The Great Depression that begun 1929 was felt strongly in Chile from 1930 to 1932. Saltpetre and copper exports collapsed. The World Economic Survey of the League of Nations declared Chile the worst affected nation by the depression. Such economic devastation worsened Chile's economic prosperity, highlighted particularly in 1932 that exemplifies a rapid fall in exports, imports, GDP and the value of industrial production from pre-depression levels. Chiles exports dropped from US$279m in 1929 to US$35m in 1932, which in real terms corresponds to 1/6 of export level in 1929. In accordance to this time period, Chile's imports fell from US$197m in 1929 to US$26m in 1932 (Thorp 1984, p. 333). Similarly, real GDP dropped from 100 in 1929 to 67 in 1932, contributed by the fall of the value of production from 100 in 1929 to 77 in 1932 alongside a rapid decrease in the average annual production that reached the equivalent to one quarter of 1929 levels in December 1932. Alongside a decrease in employment in the mining sector, in terms of GDP and productive activity, mining dropped to 26.3 in 1932 from 1929 levels of 100.

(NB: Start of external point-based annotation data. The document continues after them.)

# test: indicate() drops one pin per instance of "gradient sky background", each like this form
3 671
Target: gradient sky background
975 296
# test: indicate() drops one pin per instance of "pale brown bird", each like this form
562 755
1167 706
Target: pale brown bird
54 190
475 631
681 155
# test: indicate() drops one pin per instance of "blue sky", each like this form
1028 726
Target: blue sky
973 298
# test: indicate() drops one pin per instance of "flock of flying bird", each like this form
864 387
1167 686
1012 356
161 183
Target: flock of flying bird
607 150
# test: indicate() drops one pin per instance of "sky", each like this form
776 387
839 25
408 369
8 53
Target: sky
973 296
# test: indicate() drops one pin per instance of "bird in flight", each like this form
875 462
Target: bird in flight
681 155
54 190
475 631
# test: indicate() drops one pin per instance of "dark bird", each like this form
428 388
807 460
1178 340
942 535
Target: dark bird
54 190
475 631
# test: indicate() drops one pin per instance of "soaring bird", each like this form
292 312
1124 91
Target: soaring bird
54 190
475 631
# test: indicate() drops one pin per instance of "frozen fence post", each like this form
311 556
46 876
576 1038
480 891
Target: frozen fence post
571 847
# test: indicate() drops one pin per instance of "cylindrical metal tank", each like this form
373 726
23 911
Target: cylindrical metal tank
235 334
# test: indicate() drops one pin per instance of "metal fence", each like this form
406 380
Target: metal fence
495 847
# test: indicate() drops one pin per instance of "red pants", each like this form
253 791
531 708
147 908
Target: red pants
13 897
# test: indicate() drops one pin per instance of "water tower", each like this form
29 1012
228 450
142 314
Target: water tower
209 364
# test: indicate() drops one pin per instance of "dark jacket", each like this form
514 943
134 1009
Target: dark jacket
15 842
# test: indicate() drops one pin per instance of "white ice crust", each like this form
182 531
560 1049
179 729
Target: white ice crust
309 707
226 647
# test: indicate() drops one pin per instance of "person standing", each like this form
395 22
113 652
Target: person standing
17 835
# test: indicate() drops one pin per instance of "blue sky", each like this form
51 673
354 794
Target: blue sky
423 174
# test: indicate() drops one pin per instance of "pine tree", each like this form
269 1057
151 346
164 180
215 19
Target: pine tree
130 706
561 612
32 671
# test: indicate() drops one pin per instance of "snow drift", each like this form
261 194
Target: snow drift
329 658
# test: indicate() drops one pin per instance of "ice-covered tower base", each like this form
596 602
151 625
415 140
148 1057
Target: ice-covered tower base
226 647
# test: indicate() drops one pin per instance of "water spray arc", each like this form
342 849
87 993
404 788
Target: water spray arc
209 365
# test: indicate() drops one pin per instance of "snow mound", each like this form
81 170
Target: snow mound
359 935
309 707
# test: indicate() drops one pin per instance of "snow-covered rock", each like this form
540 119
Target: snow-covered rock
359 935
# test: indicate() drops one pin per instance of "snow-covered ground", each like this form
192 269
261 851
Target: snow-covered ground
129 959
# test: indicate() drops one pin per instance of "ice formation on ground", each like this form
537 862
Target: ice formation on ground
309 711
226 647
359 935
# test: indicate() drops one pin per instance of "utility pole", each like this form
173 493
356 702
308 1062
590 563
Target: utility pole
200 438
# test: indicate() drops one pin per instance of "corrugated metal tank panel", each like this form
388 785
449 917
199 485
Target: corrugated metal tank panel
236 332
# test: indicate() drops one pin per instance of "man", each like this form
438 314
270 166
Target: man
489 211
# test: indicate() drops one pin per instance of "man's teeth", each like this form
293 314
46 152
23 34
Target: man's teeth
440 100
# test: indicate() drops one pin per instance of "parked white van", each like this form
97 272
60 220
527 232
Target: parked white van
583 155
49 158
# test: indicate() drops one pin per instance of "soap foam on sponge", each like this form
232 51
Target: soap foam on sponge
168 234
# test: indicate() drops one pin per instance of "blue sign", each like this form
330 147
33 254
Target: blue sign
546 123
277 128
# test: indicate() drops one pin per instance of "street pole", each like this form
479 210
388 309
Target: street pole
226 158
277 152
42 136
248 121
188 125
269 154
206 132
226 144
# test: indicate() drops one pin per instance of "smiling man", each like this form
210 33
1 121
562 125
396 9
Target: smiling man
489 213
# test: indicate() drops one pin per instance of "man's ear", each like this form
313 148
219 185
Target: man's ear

Chile's economic struggles during the Depression were further compounded by a decrease of foreign loans. This contributed to an increase in Chile's budget deficit and reduced government revenue, resultant of their heavy reliance on Foreign financial support, in particular US support, to drive Economic growth pre-depression. Whilst Chile in 1929 received a total of US$338 million of foreign loans, in 1932 it only received US 23 million. In this same period, Chile's budget deficit rose from 31% of total expenditure in 1931 to 37% in 1932.

==Political impact and response==
The crisis caused the authoritarian regime of Carlos Ibáñez del Campo to fall in July 1931 followed by a succession of short-lived governments until the election of Arturo Alessandri in December 1932. The state responded to the crisis by gradually raising tariffs, increasing internal demand and increasing control over the "flux and use" of foreign currency. Quotas and licences were established for imports and the gold convertibility was once again abolished in 1931.

These policies contributed to an industrial recovery and for the industry to already by 1934 surpass the levels of activity of 1929. In the 1930s the massive industrial growth was spearheaded by the textile industry, but non-metallic mining, chemical industries and machine and transport factories did also expand. Overall industry recovered and expanded faster than the traditional exports in the post depression period.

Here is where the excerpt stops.